Suzuki obliged. And he was hungrier all game.
Not everyone in a white sweater was. Julien felt a few players on the Canadiens didn’t quite push their chips into the middle, to the point that he felt the need to intervene after the second period to demand more of a commitment.
It’s what was needed with the way the Senators were playing.
“I thought their D were doing a great job of staying on top of us,” said Suzuki. “We had a lot of success with bringing out the puck earlier this season, and in these couple of games we struggled a little bit. They were right on top of us. So we’ve gotta do a better job of finding ways to move the puck out of our end, and you’ve gotta give them credit sometimes.”
We’ll give the Senators the share they deserve—they out-shot Montreal 27-14 over the final 40 minutes and played a simple, hard game that belied their 2-8-1 record coming into Saturday’s action at Canadian Tire Centre. The rest goes to Suzuki, Anderson, Jeff Petry, who scored the opening goal for Montreal, and Allen.

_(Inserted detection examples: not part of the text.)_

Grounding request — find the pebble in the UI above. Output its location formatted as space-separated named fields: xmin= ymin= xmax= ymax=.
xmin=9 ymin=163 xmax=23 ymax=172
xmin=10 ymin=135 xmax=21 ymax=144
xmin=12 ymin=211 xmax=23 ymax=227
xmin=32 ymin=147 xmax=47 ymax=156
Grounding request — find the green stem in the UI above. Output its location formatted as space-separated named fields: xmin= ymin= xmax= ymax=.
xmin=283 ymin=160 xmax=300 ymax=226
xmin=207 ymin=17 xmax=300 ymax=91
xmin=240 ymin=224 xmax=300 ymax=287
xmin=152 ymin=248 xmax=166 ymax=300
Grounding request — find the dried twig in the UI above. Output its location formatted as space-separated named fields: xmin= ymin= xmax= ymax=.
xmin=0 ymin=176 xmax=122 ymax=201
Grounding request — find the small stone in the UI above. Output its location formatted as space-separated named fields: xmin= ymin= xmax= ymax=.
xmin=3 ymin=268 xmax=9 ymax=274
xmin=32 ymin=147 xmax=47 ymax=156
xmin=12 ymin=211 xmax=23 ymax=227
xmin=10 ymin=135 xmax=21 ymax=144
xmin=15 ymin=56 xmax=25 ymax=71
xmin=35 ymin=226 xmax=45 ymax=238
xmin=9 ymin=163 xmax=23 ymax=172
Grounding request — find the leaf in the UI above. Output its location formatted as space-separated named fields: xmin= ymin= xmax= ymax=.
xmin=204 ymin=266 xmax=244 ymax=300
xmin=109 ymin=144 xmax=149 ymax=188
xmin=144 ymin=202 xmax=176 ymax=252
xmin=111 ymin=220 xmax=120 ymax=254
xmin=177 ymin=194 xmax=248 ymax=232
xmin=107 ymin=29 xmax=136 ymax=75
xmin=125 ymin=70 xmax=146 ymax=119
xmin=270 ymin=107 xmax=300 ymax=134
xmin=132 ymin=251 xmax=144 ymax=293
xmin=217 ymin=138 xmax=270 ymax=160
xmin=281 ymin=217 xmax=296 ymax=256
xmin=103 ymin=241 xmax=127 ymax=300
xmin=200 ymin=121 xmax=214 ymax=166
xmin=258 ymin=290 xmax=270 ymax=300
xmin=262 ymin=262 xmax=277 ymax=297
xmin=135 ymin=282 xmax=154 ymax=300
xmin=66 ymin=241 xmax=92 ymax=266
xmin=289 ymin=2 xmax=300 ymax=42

The Montreal goaltender was doing hockey’s version of a shirshasana (that’s Yoga speak for a headstand) in the crease, coming up with 34 saves for his fourth win in five starts.
We suspected it was Julien’s plan to start Allen—the goaltender confirmed he was told he was getting the nod 48 hours before puck drop—and argued on Friday that Julien should alter it to get Carey Price into a rhythm and give him a chance to redeem himself from an off-night Thursday, especially with the Canadiens idle for the next three days.
But the coach stuck his guns, and has to be credited for doing so.
“We knew we had a good goaltender since the first day we got him,” Julien said of Allen, who’s sporting a .940 save percentage. “I know that we don’t have a busy schedule at the moment, but we’re able to keep our two goalies playing and keep them as fresh and as sharp as possible. It’s certain that as we move along there’s going to be more games where you’ll see that this (strategy) will be fruitful for both goalies.”
Price will surely get his shot at redemption Wednesday versus the Toronto Maple Leafs. He’ll have to be much better in a game that will require many other players on the Canadiens to redeem themselves after two relatively causal performances against a much weaker Senators team.
It’s also a game that will present Suzuki the opportunity to keep things rolling because he bounced back with one of the most competitive efforts in his short time in a Canadiens uniform.
Suzuki showed his maturity and his poise on Saturday.
“His character, as well,” said Danault. “Suz has been awesome for us so far. He works hard. He knows when he’s playing good or not, which gives him really another step, and he also can push himself to another level.”